Genome annotation comprises of annotation at various levels: nucleotide level, protein level, and process level (Stein 2001). Nucleotide-level annotation focuses on examining the nucleotide sequence to identify genes, noncoding RNAs, transcriptional regulatory regions, genetic markers, repetitive elements, segmental duplications, nucleotide polymorphisms, and linking available genetic, cytogenetic, or hybrid maps. Various bioinformatics tools are currently available for these analyses, and this is an active area of research to improve current algorithms and develop new ones.
Protein-level annotation focuses on creating a catalogue of the proteins encoded in an organism’s genome, recognizing their names and assigning putative functions. Because a majority of the proteins are not characterized and their functions are largely unknown, the initial process involves categorizing these predicted proteins into subsets of proteins or protein families, based on the homologies, presence of various functional domains, and motifs as well as similarities to well-characterized proteins from other species (Stein 2001). Table 1 lists some of the resources that can serve as excellent sources of annotation.
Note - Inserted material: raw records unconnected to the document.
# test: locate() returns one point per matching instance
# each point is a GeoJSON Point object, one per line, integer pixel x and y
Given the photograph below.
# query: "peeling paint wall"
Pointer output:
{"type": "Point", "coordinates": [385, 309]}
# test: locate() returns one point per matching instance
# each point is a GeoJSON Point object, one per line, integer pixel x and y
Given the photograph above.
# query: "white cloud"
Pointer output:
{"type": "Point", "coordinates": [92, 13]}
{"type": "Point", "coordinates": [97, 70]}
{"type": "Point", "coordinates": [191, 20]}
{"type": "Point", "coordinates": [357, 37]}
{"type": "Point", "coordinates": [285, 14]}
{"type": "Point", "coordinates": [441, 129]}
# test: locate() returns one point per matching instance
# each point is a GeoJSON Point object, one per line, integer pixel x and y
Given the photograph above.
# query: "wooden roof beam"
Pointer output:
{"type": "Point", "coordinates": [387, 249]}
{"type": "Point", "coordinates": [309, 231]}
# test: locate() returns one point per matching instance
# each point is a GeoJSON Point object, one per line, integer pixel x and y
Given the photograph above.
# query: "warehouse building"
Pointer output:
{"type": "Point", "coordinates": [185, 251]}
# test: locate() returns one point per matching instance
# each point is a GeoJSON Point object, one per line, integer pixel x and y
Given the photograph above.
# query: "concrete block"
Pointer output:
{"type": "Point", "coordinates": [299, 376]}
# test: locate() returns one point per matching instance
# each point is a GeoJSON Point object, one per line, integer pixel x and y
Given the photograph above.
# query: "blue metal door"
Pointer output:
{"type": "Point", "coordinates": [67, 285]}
Process-level annotation focuses on associating genome to biological processes. Literature-based annotation can serve as an excellent process to provide annotation at the process level. Although literature-based annotation is extremely labor intensive, developing targeted literature searches to focus on the desired level of annotation may prove extremely successful. Several model organism databases provide excellent examples of the efforts of various groups to develop highly valuable resources based on various levels of annotation (Stein 2001). Also, developing standard vocabulary to describe the functions of genes is proving to be a critical step in annotation and its universal application. For example, Gene Ontology Consortium follows standard vocabulary to describe the functions of genes in three independent hierarchies, each describing molecular function, biological process, and cellular component, respectively, for a particular gene. This process not only allows assigning annotation at the very specific level, but also allows standardized usage of annotation to describe a gene function (Gene Ontology Consortium 2001). One more advantage of these hierarchies is the ability to use higher level generic terms to predict the functions of similar or related family members identified through the application of various bioinformatics tools. Literature mining to predict the functions of genes, pathways, and protein networks among other things is an active area of research. As annotation protocols and literature-mining algorithms for functional annotation further improve, we stand to gain novel insights into experiments requiring analyses of sets of genes generated from microarray experiments.